Momen kecil seperti ini sangatlah bermakna dan menjadi pembelajaran besar bagi saya dan mungkin juga untuk teman-teman Caravel lainnya. Kejengkelan yang terjadi di masa lalu tidak ingin saya ulangi kembali, dan saya harus belajar untuk menjadi lebih kuat. Saya harus merasakan betapa menyedihkannya berada di posisi tersebut, seakan-akan saya seperti seekor burung yang terkurung dalam sangkar yang menuntut haknya untuk mencari kebebasan menjelajah dunia yang luas ini dan mengambil pelajaran dari pengalaman tersebut.


Kuliah Perdana 2017/2018 Mahasiswa Baru UNSIL

Semangat Akademik

Tidak hanya itu, hal lain yang saya rasakan di semester pertama ini adalah semangat akademik yang begitu tinggi. Seperti yang sudah saya sebutkan, saya mendapatkan bantuan dari pemerintah melalui Bidikmisi, yang membuat saya harus menjaga nilai dan berkuliah dengan sungguh-sungguh. Selain itu, jika saya berkuliah asal-asalan, saya akan kembali ke masa lalu, terutama tahun 2016. Oleh karena itu, tidak ada alasan bagi saya untuk berkuliah secara sembarangan, saya harus benar-benar serius dengan kesempatan emas ini demi memperbaiki kehidupan saya ke depannya. Pada akhir semester, saya meraih IPK yang mana sudah cukup memuaskan. Bagi saya, yang penting saat itu adalah harus ada di atas nilai minimal yang ditetapkan oleh Bidikmisi. Lebih lanjut, ada satu nilai mata kuliah yang sebenarnya sudah cukup, tetapi saya memutuskan untuk meningkatkannya di semester berikutnya sehingga pada akhirnya saya mendapatkan nilai A dari mata kuliah tersebut. Prinsip saya, nilai B adalah nilai minimal sementara nilai C membuat saya merasa bahwa saya masih bisa memperbaikinya dan masih belum begitu puas.

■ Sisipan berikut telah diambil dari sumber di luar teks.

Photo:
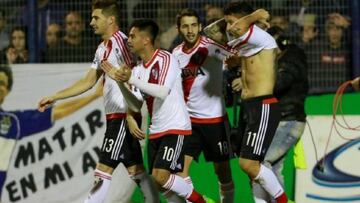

Selain masalah nilai, di kelas, saya ditunjuk sebagai ketua murid, yang tentunya merupakan tanggung jawab tersendiri. Saya bertanya kepada diri sendiri "mengapa saya dipilih menjadi ketua murid, mengapa tidak orang lain?" "tidak tertarik dengan deskripsi pekerjaannya?", atau alasan lain yang tidak mereka minati. Namun, pada intinya, saya ditunjuk sebagai ketua murid di kelas, dan hal itu tidak menjadi masalah bagi saya karena saya menganggap deskripsi pekerjaan seorang ketua murid tidak terlalu memberatkan.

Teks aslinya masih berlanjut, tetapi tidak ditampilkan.